Koza/Grüne zu Recht auf Stundenaufstockung: „Worauf noch warten, Frau Ministerin? Einfach umsetzen!“
Erfreut zeigt sich Markus Koza, Arbeits- und Sozialsprecher der Grünen, dass nun auch seitens der Regierung endlich Bewegung in Sachen Recht auf Stundenaufstockung bei Teilzeit kommt. „Es ist zu begrüßen, dass sich nun auch die Sozialministerin für ein Recht auf Stundenaufstockung bei Teilzeit erwärmen kann. Bislang sind das allerdings nur Ankündigungen, wir warten auf Taten.“ Zuletzt wurde nämlich einmal mehr ein Antrag der Grünen, der genau dieses Recht auf Stundenerhöhung vorsieht, wenn regelmäßig Mehrstunden geleistet werden müssen vertagt und auf die lange Bank geschoben. „Wenn es der Ministerin und der Bundesregierung mit der Umsetzung dieser wichtigen frauen- und arbeitsmarktpolitischen Forderung tatsächlich ernst ist, müssten die Regierungsparteien einfach unseren Antrag annehmen. Wir werden jedenfalls nicht locker lassen.“
Dass durchaus Bedarf nach einer derartigen gesetzlichen Regelung besteht, zeigen Studien aus dem Jahr 2024, wonach 198.000 Teilzeitbeschäftigte gerne ihre Arbeitszeit erhöhen würden. Zugleich haben Teilzeitbeschäftigte im Jahr 2024 rund 23 Mio. Mehrstunden geleistet. „Mit dem Recht auf Stundenaufstockung bei regelmäßig geleisteten Mehrstunden wäre den betroffenen, vorwiegend weiblichen Arbeitnehmer:innen, endlich ein wirksamer Hebel in die Hand gegeben, mit dem sie eine planbare, höhere Arbeitszeit durchsetzen könnten, statt ständig nur den einseitigen Flexibilitätswünschen der Arbeitgeber ausgesetzt zu sein.“ Mit einer höheren Arbeitszeit ginge gleichzeitig eine bessere soziale Absicherung, ein höheres Einkommen und auch ein höhere Steuer- und Abgabenleistung einher, so Koza weiter.

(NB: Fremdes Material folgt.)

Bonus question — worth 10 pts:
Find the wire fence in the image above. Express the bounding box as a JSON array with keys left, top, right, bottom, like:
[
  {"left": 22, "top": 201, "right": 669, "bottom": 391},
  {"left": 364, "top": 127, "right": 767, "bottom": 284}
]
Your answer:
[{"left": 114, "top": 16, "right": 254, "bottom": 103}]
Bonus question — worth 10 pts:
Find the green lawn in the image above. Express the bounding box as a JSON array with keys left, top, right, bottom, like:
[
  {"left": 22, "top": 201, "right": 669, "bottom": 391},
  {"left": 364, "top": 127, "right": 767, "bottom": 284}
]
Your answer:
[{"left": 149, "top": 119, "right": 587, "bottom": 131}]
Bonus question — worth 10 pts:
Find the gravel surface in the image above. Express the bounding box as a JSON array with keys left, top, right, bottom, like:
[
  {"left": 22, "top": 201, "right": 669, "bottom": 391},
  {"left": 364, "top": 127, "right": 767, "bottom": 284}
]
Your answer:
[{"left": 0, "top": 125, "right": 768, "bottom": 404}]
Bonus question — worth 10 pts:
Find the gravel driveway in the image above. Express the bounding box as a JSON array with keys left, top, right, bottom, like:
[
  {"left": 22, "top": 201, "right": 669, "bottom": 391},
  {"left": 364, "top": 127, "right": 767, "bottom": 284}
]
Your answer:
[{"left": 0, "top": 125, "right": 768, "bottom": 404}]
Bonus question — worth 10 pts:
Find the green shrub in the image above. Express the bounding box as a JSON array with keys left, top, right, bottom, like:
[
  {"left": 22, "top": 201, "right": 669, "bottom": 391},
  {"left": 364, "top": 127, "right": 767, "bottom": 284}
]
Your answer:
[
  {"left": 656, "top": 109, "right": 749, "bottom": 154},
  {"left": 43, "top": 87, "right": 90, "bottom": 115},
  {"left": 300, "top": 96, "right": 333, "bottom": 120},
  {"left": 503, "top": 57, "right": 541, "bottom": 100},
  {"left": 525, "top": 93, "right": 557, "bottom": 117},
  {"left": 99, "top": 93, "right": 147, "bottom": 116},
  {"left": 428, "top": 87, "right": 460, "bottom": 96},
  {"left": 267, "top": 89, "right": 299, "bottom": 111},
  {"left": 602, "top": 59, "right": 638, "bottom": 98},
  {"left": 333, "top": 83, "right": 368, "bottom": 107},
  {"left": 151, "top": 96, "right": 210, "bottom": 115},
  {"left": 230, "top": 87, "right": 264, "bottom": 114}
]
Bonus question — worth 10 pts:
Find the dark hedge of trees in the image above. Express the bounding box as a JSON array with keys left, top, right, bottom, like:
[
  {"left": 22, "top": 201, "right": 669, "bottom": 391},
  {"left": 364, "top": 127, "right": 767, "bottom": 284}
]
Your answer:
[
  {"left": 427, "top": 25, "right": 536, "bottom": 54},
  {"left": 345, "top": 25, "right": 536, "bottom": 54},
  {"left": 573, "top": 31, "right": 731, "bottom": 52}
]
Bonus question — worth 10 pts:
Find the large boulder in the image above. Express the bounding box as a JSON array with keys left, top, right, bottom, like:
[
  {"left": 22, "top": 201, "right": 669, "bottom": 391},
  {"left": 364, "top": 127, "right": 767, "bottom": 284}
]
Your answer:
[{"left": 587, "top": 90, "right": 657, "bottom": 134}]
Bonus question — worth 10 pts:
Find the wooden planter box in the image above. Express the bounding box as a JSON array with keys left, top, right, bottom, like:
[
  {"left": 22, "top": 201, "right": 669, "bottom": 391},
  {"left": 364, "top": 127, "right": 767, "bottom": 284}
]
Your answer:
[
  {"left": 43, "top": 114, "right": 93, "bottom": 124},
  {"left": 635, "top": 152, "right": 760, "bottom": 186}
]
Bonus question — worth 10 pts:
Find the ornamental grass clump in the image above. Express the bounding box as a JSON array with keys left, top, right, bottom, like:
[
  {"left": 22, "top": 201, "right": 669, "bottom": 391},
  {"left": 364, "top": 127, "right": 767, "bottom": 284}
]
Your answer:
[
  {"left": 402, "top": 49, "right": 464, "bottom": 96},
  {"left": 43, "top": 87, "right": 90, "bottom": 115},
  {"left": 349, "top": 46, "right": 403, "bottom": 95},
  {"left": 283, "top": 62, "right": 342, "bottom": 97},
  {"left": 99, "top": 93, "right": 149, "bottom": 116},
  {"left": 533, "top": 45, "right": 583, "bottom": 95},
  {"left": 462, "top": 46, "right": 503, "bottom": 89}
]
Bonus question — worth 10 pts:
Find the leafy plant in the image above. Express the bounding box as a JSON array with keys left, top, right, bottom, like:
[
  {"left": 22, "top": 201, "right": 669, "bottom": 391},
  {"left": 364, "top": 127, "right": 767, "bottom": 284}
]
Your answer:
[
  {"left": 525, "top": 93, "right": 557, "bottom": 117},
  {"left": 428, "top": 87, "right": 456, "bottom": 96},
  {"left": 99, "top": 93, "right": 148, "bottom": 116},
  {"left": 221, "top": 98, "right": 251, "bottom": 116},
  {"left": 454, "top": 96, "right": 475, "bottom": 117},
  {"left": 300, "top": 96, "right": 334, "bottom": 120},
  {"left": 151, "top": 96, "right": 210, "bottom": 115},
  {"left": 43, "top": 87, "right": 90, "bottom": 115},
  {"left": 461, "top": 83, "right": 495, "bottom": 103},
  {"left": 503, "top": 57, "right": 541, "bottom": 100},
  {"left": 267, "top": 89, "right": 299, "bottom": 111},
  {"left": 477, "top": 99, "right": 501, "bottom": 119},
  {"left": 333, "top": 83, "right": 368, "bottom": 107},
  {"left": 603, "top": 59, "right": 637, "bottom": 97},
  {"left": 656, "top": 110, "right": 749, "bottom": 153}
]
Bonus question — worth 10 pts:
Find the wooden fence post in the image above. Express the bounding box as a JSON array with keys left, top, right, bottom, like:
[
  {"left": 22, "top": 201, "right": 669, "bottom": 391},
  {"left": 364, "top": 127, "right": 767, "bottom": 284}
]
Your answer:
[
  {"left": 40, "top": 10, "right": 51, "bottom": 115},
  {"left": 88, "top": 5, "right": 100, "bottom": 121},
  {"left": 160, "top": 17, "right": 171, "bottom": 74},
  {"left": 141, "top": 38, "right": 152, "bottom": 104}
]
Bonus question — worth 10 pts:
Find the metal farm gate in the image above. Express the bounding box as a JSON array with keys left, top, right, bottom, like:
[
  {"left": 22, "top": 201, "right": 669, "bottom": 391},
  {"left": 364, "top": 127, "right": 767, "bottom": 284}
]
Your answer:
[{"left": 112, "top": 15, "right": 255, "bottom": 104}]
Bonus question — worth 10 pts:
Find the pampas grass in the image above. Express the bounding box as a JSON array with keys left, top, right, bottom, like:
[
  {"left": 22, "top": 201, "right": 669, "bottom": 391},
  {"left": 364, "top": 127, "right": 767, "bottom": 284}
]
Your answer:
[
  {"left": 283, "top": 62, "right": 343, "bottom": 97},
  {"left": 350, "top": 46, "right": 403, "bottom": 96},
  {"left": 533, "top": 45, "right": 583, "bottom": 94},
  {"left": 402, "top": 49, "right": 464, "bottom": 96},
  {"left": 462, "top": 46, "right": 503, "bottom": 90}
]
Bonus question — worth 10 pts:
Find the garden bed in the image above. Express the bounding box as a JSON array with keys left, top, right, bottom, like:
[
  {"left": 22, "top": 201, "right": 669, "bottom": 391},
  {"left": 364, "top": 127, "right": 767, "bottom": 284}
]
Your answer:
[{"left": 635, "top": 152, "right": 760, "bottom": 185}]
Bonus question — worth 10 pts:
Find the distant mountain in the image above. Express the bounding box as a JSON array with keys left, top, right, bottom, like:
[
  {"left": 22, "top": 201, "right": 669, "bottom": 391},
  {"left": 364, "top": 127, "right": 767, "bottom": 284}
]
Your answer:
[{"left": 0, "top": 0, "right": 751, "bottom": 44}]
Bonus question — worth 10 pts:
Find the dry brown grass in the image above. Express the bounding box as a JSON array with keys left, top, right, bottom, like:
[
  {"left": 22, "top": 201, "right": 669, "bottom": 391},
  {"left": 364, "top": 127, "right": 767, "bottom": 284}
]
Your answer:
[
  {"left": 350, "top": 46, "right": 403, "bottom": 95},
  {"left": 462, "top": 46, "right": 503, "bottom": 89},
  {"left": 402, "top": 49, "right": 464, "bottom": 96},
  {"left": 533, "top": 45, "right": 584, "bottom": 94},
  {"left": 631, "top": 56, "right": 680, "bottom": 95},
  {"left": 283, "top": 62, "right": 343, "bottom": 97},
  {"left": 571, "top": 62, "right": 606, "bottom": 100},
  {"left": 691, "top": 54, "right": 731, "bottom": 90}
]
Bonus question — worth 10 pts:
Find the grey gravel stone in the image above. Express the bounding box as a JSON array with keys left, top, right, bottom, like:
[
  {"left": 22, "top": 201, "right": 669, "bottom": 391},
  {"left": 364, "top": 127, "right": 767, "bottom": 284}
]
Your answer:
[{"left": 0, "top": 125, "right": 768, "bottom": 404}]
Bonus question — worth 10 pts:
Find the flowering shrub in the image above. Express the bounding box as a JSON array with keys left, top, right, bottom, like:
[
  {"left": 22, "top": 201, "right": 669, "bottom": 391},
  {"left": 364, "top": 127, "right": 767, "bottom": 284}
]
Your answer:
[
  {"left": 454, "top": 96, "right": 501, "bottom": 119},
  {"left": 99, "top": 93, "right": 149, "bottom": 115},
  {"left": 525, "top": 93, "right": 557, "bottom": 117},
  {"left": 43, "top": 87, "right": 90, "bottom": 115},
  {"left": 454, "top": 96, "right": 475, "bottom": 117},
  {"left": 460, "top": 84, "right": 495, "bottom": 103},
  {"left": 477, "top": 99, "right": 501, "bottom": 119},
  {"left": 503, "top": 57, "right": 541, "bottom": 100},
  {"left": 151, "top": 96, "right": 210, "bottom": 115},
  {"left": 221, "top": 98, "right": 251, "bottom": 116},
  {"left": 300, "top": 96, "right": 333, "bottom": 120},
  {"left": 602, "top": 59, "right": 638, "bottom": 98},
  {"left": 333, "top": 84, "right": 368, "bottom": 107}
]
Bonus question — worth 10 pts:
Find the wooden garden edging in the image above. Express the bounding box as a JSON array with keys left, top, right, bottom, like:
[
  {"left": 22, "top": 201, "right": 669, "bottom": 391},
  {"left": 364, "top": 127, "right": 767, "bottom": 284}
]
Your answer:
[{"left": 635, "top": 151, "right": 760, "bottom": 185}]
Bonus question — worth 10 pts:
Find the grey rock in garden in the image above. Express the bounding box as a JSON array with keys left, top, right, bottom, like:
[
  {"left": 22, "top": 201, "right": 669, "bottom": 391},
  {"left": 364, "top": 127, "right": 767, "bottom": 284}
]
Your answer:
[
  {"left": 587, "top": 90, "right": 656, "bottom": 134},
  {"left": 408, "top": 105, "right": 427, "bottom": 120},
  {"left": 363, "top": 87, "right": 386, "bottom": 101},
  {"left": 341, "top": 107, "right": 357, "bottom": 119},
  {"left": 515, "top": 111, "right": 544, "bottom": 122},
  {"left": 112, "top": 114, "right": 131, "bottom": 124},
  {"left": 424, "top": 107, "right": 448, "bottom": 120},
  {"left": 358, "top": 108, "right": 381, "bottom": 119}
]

Wenn sich Schuman im Rahmen der Budgetverhandlungen – wie angekündigt – tatsächlich für ein Recht auf Stundenaufstockung einsetzt, dann solle sie auch gleich die steuerliche Gleichbehandlung von Überstunden- und Mehrstundenzuschlägen in die Verhandlungen mit aufnehmen. „Denn auch hier besteht dringender Handlungsbedarf. Es muss damit vorbei sein, das Zuschläge auf Mehrarbeit bei Teilzeit steuerlich schlechter gestellt sind, als Zuschläge auf Überstunden bei Vollzeit. Das ist nicht nur eine Frage der Steuer- sondern auch der Geschlechtergerechtigkeit. Und gerade die kommenden Budgetverhandlungen bieten sich an, diese Ungleichbehandlung und Ungerechtigkeit gegenüber Frauen zu beenden,“ so Koza abschließend.